Full Disclosure mailing list archives

RE: Sql Injection big5 consultancy


From: "Schmehl, Paul L" <pauls () utdallas edu>
Date: Mon, 23 Jun 2003 10:39:50 -0500

I would report it to them.  It accomplishes several things; it
establishes your credibility vis a vis your qualifications, it
establishes your *honesty* (you were willing to warn them rather than
take advantage of it), it gives you an opportunity to see how *they*
will react when you warn them of an exploitable hole (do you really want
to work for a company that would ignore such obvious blunders?) and it
places you head and shoulders above their existing staff.
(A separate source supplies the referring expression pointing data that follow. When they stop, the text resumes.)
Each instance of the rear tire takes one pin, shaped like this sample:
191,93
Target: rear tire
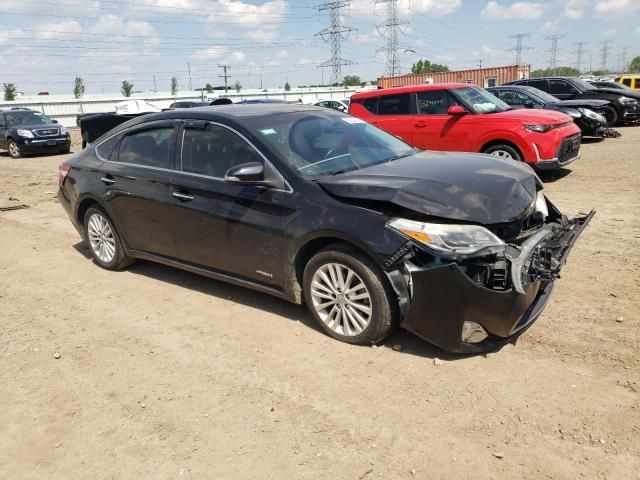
611,115
349,296
103,240
14,149
504,150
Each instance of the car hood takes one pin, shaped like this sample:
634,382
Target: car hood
37,127
528,115
581,103
465,187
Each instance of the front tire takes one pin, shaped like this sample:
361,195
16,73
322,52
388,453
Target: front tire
504,150
349,296
14,149
103,240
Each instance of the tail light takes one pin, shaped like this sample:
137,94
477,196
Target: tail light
64,169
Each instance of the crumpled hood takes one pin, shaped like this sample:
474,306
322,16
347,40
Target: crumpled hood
467,187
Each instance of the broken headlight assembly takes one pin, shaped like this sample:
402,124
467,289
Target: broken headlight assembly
449,240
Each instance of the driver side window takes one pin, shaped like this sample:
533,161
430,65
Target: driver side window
214,150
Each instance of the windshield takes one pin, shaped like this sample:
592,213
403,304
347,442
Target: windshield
316,144
582,85
544,96
26,118
479,100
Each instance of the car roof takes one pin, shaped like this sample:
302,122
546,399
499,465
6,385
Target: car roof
411,88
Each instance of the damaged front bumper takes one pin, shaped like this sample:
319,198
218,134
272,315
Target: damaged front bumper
444,297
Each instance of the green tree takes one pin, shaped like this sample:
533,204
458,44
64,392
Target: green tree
9,91
558,71
634,66
78,87
425,66
351,81
174,86
127,88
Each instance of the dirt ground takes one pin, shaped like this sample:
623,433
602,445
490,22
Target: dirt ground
164,374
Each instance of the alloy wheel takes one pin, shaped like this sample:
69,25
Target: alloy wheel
101,238
341,299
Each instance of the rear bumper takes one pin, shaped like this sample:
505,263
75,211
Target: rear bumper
445,297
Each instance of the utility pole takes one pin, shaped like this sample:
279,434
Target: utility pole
519,48
226,77
553,51
604,54
334,35
579,52
390,29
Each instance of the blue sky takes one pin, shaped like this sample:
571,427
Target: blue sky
46,43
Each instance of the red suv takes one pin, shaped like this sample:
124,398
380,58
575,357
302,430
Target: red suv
462,117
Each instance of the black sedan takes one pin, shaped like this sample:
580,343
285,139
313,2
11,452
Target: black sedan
625,107
315,206
587,114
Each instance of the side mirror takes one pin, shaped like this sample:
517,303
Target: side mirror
251,173
456,110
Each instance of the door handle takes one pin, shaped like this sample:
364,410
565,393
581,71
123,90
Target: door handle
185,197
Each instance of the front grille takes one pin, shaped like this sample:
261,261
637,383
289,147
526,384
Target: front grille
47,132
569,148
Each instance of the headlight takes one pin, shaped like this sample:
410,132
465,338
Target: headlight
591,114
541,205
448,239
539,128
24,133
628,101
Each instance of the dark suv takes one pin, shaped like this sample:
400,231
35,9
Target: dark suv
625,107
25,132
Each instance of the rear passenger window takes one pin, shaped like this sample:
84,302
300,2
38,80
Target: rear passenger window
215,150
434,102
149,148
105,149
394,104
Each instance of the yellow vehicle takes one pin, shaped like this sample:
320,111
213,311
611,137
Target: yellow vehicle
631,81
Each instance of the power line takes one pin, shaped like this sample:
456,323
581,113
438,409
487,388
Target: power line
390,29
553,51
604,54
334,35
579,53
520,48
225,75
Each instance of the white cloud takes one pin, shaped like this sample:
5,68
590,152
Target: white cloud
574,9
517,11
616,7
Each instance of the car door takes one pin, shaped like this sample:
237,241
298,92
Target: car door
136,179
230,228
434,128
3,132
562,89
393,113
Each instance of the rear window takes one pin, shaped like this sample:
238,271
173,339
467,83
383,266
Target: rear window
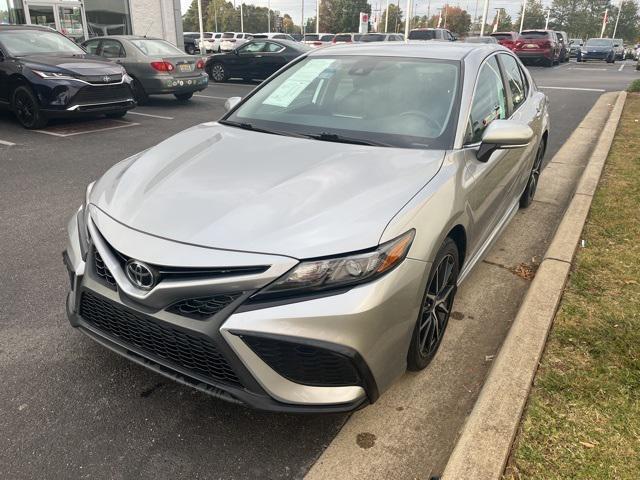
156,47
422,35
534,34
372,37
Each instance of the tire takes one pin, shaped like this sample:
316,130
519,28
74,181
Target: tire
218,73
435,310
139,93
526,198
118,114
26,108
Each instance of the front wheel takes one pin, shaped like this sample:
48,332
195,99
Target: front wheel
436,307
27,109
532,184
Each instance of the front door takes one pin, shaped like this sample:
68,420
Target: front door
67,18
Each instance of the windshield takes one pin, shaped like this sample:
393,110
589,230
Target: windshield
156,47
422,35
599,42
349,96
34,42
373,37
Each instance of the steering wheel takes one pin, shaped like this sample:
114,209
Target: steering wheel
430,120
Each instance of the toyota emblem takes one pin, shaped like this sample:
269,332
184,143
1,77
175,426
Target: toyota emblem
140,274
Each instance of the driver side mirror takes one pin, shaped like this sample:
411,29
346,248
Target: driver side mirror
503,135
231,102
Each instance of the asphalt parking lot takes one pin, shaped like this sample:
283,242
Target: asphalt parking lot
70,408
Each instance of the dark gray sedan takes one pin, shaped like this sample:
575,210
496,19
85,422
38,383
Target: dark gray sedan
156,66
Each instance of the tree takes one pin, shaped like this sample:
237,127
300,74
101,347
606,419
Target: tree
534,17
395,19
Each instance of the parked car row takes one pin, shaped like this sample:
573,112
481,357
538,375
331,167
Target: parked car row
45,75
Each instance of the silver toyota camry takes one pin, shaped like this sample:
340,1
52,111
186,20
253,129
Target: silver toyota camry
304,251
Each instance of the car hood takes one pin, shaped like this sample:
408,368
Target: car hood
85,65
223,187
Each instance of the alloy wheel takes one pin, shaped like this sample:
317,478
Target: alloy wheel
437,306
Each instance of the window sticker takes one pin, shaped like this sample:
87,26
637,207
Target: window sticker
286,93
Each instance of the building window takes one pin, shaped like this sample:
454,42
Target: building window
11,12
107,17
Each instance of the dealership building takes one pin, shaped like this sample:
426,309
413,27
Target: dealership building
81,19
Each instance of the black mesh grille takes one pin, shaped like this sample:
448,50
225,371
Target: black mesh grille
202,307
193,353
305,364
103,94
103,272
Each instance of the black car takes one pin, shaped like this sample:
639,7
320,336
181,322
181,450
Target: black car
45,75
256,59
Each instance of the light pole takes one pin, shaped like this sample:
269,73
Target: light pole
546,25
485,11
615,29
386,18
524,9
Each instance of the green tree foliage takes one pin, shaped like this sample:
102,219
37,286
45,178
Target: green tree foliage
342,15
395,19
534,17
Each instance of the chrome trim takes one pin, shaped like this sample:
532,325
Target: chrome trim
285,390
76,107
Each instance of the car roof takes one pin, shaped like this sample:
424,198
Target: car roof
433,50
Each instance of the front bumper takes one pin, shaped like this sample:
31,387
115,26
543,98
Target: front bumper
329,353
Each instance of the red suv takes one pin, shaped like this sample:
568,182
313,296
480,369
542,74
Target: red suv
538,45
506,39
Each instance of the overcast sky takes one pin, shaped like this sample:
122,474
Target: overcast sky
422,7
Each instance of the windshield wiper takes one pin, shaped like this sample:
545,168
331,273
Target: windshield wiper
253,128
334,137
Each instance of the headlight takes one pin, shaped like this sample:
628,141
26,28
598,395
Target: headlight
83,218
53,75
312,276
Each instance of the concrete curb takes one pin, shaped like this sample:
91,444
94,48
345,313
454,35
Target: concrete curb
485,441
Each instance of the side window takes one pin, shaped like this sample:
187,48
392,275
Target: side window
92,46
489,101
273,47
252,47
112,49
515,80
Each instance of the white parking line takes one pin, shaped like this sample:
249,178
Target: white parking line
576,89
149,115
55,134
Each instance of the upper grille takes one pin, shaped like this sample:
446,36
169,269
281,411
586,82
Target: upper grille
103,94
202,307
305,364
102,271
175,347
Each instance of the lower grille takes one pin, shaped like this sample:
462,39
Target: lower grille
202,307
175,347
305,364
103,94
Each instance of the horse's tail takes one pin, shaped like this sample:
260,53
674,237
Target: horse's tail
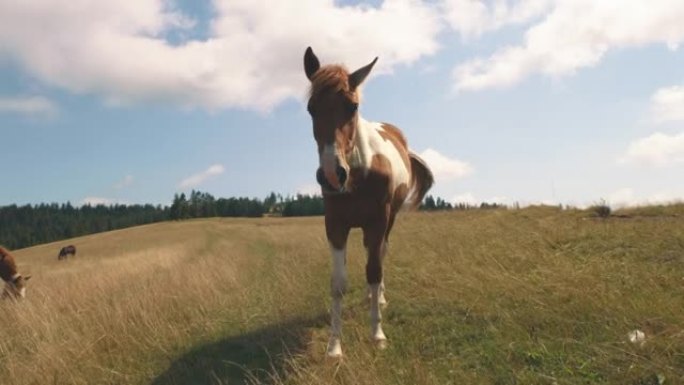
421,181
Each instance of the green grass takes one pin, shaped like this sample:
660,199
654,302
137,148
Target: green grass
531,296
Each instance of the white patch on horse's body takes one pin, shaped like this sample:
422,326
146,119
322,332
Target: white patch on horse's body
369,143
377,334
338,286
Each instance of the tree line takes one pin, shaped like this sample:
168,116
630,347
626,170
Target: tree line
28,225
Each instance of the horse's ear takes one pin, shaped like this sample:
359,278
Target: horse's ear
356,78
311,63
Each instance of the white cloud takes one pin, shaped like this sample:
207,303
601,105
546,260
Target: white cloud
125,182
656,150
309,189
470,199
251,59
472,18
667,104
201,177
573,35
444,168
32,105
95,201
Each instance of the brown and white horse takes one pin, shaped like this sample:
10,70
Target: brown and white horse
15,283
367,173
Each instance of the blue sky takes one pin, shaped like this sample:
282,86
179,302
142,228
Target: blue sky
513,101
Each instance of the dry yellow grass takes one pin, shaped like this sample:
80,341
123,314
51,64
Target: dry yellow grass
533,296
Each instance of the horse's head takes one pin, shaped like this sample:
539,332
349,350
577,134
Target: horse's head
333,105
16,287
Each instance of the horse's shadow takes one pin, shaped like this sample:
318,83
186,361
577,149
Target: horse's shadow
255,357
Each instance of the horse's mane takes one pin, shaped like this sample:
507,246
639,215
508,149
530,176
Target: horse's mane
329,78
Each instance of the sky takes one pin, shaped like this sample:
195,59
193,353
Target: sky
529,101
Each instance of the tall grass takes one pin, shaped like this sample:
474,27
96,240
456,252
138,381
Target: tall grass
533,296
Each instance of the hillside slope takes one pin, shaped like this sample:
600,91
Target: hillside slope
532,296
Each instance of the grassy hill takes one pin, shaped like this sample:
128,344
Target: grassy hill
531,296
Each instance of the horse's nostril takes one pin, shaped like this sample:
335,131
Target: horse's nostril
341,174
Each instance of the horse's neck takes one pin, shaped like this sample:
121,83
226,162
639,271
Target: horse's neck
362,153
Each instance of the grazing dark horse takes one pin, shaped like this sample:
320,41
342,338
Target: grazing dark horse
367,173
66,251
15,283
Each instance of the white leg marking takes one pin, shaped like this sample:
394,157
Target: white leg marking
377,334
338,286
382,301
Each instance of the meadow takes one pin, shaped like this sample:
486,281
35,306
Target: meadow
531,296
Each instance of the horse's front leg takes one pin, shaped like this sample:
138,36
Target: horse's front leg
374,237
337,237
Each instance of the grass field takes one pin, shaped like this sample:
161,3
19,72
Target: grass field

Paul Schmehl (pauls () utdallas edu)
Adjunct Information Security Officer
The University of Texas at Dallas
AVIEN Founding Member
http://www.utdallas.edu/~pauls/ 

-----Original Message-----
From: joseph blater [mailto:t5con () hotmail com] 
Sent: Monday, June 23, 2003 12:49 AM
To: full-disclosure () lists netsys com
Subject: [Full-disclosure] Sql Injection big5 consultancy


Hello list,

While updating my resume at a regional HR site of a top5 
consultancy, I 
faced a programming bug (terribly written asp dissapeared 
with my session 
id), which returned an OLE Error.
I decided to make a little test, so I started playing with 
sql injection. 
Surprisingly, it worked. Every Sql Server attack I attempted 
worked, no 
stripping or customized exceptions.
So far, I counted over 50 fields in the same table... damned 
be their dba. 
This table has all candidate resumes and, deducing by the 
names of the 
fields, all employees resumes with current classification 
inside the corp 
(Potential,Supervisor,Inscription and so on).